Sunday, 29 April 2012


Hoyts Distribution
Now Showing

As far as high concept films go, the idea of Nazis on the moon sounds like it should be a blast, well, at least a hoot. And if you happen to see Finnish director Timo Vuorensola's Iron Sky with the right audience, it could be.

A playful satire of right wing politics which swings unevenly between dead-on and too broad, Iron Sky is set in 2018, where Nazis have colonized the dark side of the moon. The Germans have actually been lunar-located since the latter stages of World War II, biding their time and awaiting a glorious return to Earth to establish the Fourth Reich.

Those plans are hastily brought forward with their discovery by two U.S. astronauts, one of which they take back to headquarters and who, much to everyone's Aryan surprise, turns out to be black.

James Washington (Christopher Kirby) is actually a male model, chosen for his good looks and dark complexion as part of a PR exercise to kick-start the re-election campaign of the current Palin-esque U.S. President (Stephanie Paul, who's no Tina Fey).

The Nazis are fascinated with the Earthling -- a computer the size of pack of cigarettes? -- none more so than Renate Richter (Julia Dietze), resident school teacher and Earthologist, whose knowledge of the Third Reich's history is somewhat spotty; she believes the Nazis are a peace-loving people, and Charlie Chaplin's The Dictator is a short film praising the good works of Hitler (the film's best joke).

But when she stows away on future Fuhrer (and husband), Klaus Adler's fact finding mission to Earth, accompanied by the now albino-ized Washington, Renate eventually has her eyes opened to the true nature of her people.

But not before Adler (Gotz Otto) is embraced by the U.S. President as a key to her re-election strategy, and literally embraced by presidential campaign manager, Vivian Wagner (Peta Sergeant). But before long, intergalactic relations sour and it's rocket ships at the ready as the U.S and the Nazis go to war -- again.

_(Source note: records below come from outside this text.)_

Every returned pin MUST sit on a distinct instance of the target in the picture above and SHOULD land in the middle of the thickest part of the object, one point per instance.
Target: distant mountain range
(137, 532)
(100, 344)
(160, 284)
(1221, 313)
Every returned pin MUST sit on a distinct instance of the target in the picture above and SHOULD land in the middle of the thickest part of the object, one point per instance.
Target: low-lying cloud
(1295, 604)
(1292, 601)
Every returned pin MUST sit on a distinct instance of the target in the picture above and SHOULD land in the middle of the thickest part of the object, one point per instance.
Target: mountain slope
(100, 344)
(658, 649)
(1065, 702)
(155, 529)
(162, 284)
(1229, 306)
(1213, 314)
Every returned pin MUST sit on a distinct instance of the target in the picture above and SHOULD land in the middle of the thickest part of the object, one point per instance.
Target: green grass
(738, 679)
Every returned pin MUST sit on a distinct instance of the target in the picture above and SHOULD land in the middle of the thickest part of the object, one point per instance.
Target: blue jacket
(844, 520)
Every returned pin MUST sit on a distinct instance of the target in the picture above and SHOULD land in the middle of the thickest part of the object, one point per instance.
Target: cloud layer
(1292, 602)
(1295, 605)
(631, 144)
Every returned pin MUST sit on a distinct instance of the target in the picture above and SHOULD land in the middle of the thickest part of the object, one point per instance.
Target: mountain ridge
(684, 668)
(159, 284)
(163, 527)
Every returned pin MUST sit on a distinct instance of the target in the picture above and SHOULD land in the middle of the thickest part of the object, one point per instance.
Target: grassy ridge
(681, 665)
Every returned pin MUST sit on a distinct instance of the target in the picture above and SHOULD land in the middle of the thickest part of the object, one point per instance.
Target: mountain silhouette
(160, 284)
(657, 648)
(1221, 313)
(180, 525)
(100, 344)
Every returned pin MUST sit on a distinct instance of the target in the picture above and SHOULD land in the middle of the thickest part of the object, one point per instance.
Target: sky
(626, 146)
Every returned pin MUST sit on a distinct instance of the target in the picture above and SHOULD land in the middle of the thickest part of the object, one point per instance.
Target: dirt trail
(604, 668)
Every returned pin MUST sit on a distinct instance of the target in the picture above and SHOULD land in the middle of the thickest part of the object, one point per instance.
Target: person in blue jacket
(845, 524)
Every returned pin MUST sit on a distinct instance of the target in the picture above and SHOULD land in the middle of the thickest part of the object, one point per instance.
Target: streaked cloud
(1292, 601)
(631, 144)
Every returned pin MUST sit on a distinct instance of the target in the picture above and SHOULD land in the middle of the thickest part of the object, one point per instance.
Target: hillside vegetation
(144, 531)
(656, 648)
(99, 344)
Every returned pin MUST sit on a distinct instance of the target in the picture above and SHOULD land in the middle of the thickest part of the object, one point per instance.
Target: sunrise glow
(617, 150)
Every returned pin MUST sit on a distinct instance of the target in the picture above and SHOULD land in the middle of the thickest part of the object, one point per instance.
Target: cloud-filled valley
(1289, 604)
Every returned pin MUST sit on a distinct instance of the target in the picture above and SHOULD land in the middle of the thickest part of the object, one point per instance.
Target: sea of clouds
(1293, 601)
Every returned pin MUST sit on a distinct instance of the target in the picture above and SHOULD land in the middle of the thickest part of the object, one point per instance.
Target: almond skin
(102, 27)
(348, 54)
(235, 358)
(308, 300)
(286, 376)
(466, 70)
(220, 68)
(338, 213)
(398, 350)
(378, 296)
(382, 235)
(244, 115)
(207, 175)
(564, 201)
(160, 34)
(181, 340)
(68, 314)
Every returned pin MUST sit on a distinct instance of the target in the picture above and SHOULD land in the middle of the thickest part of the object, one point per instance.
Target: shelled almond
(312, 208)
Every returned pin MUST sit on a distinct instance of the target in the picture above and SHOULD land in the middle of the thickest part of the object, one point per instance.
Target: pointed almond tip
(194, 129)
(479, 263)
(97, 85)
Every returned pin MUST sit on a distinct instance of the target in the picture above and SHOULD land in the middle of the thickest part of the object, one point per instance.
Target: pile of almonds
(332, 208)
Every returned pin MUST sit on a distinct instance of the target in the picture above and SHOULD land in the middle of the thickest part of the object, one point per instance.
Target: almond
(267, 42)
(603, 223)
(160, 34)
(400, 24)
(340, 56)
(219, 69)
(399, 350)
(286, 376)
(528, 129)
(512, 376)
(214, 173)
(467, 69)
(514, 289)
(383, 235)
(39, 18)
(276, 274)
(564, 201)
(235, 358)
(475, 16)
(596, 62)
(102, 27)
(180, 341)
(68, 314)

The swastika hasn't been used this prominently in film since Tarantino's Inglorious Basterds (2009), or with such reckless abandon and gleeful disrespect for the Third Reich since Mel Brooks' The Producers. Not that Iron Sky is as entertaining as either of those films; it's not even in the same galaxy, quality-wise.

Still, the film looks great. The visual effects, and particularly the models of moon bases and spacecrafts are impressive. The film recalls Star Wars in look and has a deliberate nod to John Williams' score; Ride of the Valkyries also gets a good run (you can't have Nazis without Wagner).

If only Vuorensola, and screenwriter Michael Kalesniko (working from an original idea by Johanna Sinisalo and Jarmo Puskala), had paid as much attention to honing the screenplay, sharpening the satire and finessing the performances, then Iron Sky may have hit more targets than its scatter shot approach allows for.